Now, Gramps wasn’t just adept at making great toast and coffee. He was known throughout the Serbian community as the man who made the best roasted lamb, pig, and chicken. (The photo was taken in our backyard i
n New Berlin – he even made the machines that turned the spit). He’d sit out there all day drinking Pabst, stoking the fire and seasoning the meat with his special blend of spices. Sometimes, he'd broil steaks or fry fish and pork chops coated with Shake-n-Bake. He also made fried pork fat and this Serbian “delicacy” called Djeladija (pigs feet in gelatin). Now these were all extremely tasty dishes, but my all-time favorite was his chicken dumpling soup (with extra dumplings). No one, and I mean no one, made dumplings like my Grandfather.

When I was in my mid-twenties I moved back home, and Gramps came to live with mom and me. This time around, he was the one who waited until he heard me moving around in the kitchen. He was in his 80s now, and preferred instant coffee and oatmeal, while I’d moved on to decaf and multi-grain toast. The two of us still sat at the kitchen table every morning. He’d read through the paper, but he’d let me work on the crossword puzzle.

And I cooked for him. I was a vegetarian at the time, so Gramps became my guinea pig for all sorts of new recipes. I once made a roasted garlic and potato soup that used tofu as the cream base. I didn’t tell him there was tofu in the soup, and I waited until he finished an entire bowl before I unveiled the surprise ingredient. “That tofu’s not bad,” he told me. I even got him hooked on Garden Burgers with grilled onions, but his favorite dish was my garlicky cream of celery soup. Years later, when he had to move into a nursing home, I'd smuggle Tupperware containers filled with that soup for him to eat. The food in the nursing home was terrible, and sometimes I’d get him a burger with grilled onions from his favorite burger joint and we'd sit in his room, share onion rings, eat our burgers, and watch tv.

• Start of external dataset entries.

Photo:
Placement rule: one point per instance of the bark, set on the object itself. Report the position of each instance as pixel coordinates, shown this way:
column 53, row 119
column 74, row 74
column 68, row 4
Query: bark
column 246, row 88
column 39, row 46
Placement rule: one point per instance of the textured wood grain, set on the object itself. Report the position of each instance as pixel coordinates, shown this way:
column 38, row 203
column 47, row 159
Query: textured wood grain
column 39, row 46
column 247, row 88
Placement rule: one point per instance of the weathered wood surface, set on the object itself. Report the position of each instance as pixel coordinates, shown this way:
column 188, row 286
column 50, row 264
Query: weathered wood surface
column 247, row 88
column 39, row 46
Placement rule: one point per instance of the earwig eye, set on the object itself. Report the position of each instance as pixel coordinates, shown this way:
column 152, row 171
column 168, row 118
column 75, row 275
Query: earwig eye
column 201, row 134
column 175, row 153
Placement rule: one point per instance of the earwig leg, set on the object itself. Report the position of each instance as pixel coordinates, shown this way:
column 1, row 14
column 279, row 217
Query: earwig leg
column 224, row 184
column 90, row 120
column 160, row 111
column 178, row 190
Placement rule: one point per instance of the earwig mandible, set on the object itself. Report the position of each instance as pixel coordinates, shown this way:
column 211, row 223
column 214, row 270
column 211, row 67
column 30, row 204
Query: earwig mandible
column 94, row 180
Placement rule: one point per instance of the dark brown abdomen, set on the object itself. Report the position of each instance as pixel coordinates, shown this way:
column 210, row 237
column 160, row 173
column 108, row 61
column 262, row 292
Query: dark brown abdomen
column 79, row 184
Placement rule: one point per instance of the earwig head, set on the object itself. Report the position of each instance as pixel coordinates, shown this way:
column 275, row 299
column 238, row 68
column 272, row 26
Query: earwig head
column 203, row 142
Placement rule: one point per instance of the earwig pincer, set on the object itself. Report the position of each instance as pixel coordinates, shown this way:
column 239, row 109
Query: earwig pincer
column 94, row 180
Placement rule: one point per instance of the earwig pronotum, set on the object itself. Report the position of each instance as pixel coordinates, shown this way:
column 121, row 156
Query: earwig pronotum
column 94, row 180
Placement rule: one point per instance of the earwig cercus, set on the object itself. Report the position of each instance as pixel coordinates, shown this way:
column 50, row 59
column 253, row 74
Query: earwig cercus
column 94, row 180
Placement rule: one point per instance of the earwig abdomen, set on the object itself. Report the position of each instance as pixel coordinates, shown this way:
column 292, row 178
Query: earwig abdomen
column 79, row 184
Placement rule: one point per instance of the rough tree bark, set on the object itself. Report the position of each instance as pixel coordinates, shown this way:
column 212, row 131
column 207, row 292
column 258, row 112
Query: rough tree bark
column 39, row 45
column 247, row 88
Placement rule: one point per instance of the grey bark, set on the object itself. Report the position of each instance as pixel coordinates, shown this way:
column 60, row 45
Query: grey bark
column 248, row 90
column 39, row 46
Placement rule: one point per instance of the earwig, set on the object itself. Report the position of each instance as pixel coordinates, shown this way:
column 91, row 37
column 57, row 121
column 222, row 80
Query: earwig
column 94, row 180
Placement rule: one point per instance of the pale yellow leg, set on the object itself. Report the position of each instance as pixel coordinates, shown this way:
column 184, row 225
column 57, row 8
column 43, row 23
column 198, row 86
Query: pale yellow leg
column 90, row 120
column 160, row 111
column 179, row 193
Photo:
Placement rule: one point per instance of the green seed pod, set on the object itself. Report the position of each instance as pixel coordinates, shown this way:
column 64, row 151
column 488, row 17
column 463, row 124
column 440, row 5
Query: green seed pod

I recently had a craving for my Grandfather’s chicken dumpling soup, and since there was a roasted chicken in my freezer I decided to try my hand at Q-Ball's recipe. The soup part was easy, but I had no idea how to make dumplings. I consulted The Joy of Cooking, Vegetarian Cooking, Epicurious, etc. but they were no help. I finally called my mom at work. The recipe was never written down (none of his recipes were on paper; Gramps made everything from memory). I wrote down, verbatim, exactly what mom told me:

- beat 4 eggs
- add a bit of garlic powder
- add enough flour to make the mixture semi-thick, not too runny
- and don't let it form a ball! (she was very insistent about that)


I'd seen Gramps make dumplings enough times that I thought I could get the batter right. I remembered standing on a stool in his kitchen, my head close to the soup pot watching him dip a teaspoon into the batter then drop it into the boiling soup.

So I mimicked his technique as best I could and when all was said and done, this was easily the best pot of soup that I’d ever made. I knew that Gramps would have been proud. I only wish that he was here to share it with me.